If the Nazis had invaded, the guerillas’ brief was to hide in bunkers throughout the country, coming out at night to wreak havoc until they died in battle or at the hands of the Gestapo.

The recently completed dig was followed with interest by North Swindon MP Justin Tomlinson. His constituency includes nearby Highworth, where new recruits had to give a password to the postmistress, and secret government agent, Mabel Stranks.

“This is amazing,” the MP said. “It has really caught not just my imagination but also that of local residents. To think that something like this is on our doorsteps is truly fascinating.

“My dad and grandad were both history teachers, so I grew up being told countless stories from throughout the ages, but particularly of the Second World War.
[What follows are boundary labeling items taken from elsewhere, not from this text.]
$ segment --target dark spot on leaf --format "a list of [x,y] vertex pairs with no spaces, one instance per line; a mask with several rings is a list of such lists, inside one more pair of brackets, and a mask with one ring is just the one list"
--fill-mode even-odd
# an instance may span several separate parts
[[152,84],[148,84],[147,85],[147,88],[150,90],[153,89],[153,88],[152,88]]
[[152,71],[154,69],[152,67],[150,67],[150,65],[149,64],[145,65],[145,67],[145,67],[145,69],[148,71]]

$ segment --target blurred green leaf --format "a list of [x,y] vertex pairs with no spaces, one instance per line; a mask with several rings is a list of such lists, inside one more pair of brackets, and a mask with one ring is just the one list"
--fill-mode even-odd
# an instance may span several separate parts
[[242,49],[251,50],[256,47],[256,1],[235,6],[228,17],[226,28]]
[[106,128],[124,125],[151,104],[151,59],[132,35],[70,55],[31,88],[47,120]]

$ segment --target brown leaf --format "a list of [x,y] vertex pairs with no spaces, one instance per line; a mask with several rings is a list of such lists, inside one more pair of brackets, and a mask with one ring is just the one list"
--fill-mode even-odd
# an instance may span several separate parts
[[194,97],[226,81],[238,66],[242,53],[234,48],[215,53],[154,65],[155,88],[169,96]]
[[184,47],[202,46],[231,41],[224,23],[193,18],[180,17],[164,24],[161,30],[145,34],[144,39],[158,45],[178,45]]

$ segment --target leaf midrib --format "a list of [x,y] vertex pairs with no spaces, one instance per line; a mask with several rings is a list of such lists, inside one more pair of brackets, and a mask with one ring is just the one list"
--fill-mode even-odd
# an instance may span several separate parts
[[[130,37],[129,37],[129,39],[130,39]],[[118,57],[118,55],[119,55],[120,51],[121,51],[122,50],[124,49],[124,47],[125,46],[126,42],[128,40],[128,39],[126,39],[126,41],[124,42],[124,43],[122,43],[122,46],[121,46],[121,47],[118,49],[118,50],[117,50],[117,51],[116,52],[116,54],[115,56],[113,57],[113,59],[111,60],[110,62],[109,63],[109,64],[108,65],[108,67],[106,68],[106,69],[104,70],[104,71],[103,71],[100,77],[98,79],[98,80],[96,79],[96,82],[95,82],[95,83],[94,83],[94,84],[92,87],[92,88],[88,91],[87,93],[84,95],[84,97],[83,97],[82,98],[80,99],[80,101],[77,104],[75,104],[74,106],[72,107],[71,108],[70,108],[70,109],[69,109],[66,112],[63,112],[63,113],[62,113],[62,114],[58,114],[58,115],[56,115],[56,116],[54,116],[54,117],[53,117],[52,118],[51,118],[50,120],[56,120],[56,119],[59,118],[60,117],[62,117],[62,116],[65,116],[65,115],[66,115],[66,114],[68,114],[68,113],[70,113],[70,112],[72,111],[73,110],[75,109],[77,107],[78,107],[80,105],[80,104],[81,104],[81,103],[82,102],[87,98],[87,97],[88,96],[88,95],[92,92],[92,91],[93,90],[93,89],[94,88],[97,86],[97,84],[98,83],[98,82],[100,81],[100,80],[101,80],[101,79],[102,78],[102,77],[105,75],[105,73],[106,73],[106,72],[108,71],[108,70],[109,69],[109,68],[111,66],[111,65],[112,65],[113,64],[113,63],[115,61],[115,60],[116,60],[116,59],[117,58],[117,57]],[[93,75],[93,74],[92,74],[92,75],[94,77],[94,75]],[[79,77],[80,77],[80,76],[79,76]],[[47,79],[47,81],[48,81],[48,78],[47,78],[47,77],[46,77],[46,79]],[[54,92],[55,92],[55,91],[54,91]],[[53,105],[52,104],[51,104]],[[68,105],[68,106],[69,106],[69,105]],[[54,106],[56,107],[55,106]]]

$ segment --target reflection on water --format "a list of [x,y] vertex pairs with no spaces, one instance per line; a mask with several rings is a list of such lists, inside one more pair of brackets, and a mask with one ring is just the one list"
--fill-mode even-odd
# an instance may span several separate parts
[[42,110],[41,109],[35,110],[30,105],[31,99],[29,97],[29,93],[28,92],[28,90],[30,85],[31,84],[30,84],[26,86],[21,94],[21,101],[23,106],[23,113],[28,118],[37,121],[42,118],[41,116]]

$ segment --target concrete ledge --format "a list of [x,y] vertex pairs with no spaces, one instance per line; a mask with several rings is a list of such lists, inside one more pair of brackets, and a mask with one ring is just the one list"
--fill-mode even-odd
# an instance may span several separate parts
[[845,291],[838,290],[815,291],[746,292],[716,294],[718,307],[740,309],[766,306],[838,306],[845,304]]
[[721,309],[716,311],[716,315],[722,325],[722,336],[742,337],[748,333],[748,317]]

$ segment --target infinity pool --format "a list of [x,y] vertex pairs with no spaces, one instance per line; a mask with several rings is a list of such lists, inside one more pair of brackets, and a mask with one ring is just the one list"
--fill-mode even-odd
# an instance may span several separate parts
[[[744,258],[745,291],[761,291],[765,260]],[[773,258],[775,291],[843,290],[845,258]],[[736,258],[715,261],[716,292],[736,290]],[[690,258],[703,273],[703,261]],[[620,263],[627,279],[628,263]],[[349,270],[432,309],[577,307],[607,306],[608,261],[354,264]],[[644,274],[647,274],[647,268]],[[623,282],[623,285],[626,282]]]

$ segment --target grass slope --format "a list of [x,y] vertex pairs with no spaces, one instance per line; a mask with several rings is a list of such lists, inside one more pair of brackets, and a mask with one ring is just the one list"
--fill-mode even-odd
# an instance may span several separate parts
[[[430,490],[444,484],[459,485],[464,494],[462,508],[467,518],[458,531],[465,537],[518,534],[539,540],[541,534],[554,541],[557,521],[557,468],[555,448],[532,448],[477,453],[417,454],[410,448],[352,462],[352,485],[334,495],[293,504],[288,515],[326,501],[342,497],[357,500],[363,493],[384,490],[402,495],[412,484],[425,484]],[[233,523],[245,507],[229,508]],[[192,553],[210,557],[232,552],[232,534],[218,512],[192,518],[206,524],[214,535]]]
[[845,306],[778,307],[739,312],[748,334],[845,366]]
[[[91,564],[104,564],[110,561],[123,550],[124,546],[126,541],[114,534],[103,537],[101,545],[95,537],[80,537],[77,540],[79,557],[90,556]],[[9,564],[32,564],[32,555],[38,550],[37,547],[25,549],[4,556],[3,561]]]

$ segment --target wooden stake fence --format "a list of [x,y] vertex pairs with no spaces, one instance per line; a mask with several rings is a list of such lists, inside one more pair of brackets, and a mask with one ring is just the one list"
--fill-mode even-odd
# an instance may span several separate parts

“It’s amazing to see the sort of conditions these brave people would have been working in.”

Between 1940 and 1944, about 2,000 people are thought to have trained at Coleshill before dispersing throughout the country to live ordinary lives until a crisis which, mercifully, never came.

Many went on to serve in the regular armed forces in theatres of war throughout the world, although others remained in civilian occupations.

Some of those civilians were scorned by neighbours for not ‘doing their bit’, but could never reveal their secret. It was a secret many of these heroes took to their graves.

Prior to the archaeological dig at Coleshill, investigators found traces of living quarters in the stable block, the foundations of the old house, a guard house on an approach road, the remains of weapons and other equipment and an underground training base in the nearby woods.

The latest investigation was organised by Coleshill Auxiliary Research Team (CART), managed by the Great War Archaeology Group and aided by site owner the National Trust, the University of Bristol and exploration group Subterranea Britannica.

Major finds include what is either the entrance to another bunker nearby or a demonstration model of a counterweighted trapdoor entrance to one, and also the concrete bases of long gone buildings used by trainers and trainees.

CART founder Tom Sykes said: “It’s nice that after 70 years, and with the help of the National Trust, we’re able to uncover more of the secrets that Churchill probably wouldn’t have wanted us to know about.

“What we have uncovered is evidence that there is plenty more to be uncovered.

“The biggest thing is that by finding the shaft near the existing operational base, we have confirmed that there are probably more.

“We suspected this all along, and it needs further investigation. This is probably merely the beginning.”